В последующие недели и месяцы пиво интересовало меня не больше, чем кухонная плита после того, как она меня обожгла. Взрослые были правы. Пиво не для детей. Взрослые не обращали на него внимания; но ведь они не обращали внимания и на прием пилюль или касторового масла. Что до меня, я вполне мог обходиться без пива. Да, и до конца своих дней я мог бы прекрасно без него обходиться. Но обстоятельства распорядились иначе. На каждом шагу в окружавшем меня мире манил Джон Ячменное Зерно. От него не было спасения. Все дороги вели к нему. И потребовалось двадцать лет общения, обмена приветствиями и уверток с фигой в кармане, чтобы во мне развилась тайная симпатия к этому негодяю.
ГЛАВА IV
Моя следующая стычка с Джоном Ячменным Зерном произошла, когда мне было семь лет. На этот раз подвело мое воображение, и страх загнал меня в эту ловушку. Все еще занимаясь фермерством, моя семья перебралась на ранчо на суровом и унылом побережье округа Сан-Матео, к югу от Сан-Франциско. В те дни это был дикий, первобытный край; и я часто слышал, как мать гордилась тем, что мы — старой американской закваски, а не ирландские и итальянские иммигранты, как наши соседи. Во всей нашей округе была лишь еще одна старая американская семья.
В одно прекрасное воскресное утро я оказался — уж не помню как и почему — на ранчо Моррисеев. Там собралась молодежь с ближних ранчо. Кроме того, там побывали и старики, выпивавшие с самого раннего рассвета, а кое-кто — и с предыдущей ночи. Моррисеи были крепкого роду-племени, и среди них было много дюжих парней и дядек в тяжелых сапогах, с большими кулаками и зычными голосами.

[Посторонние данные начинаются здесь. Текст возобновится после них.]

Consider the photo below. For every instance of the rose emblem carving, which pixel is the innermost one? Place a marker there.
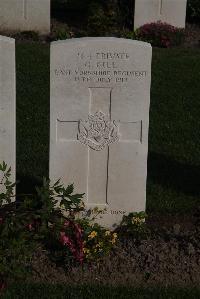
(98, 131)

Внезапно раздались девичьи визги и крики: «Драка!» Все бросились туда. Мужчины вылетели из кухни. Два гиганта с раскрасневшимися лицами и седеющими волосами сцепились в мертвой хватке. Одним был Черный Мэтт, который, по словам всех вокруг, в свое время убил двух человек. Женщины тихо вскрикивали, крестились или сбивчиво молились, пряча глаза и подглядывая сквозь пальцы. Но только не я. Можно смело предполагать, что я был самым заинтересованным зрителем. Может быть, я увижу эту удивительную вещь — как убивают человека. Во всяком случае, я увижу драку мужчин. Великим же было мое разочарование. Черный Мэтт и Том Моррисей просто держали друг друга и переставляли ноги в неуклюжих сапогах под видом какого-то гротескного, слоноподобного танца. Они были слишком пьяны, чтобы драться. Тут их подхватили миротворцы и увели обратно — скреплять новую дружбу на кухне.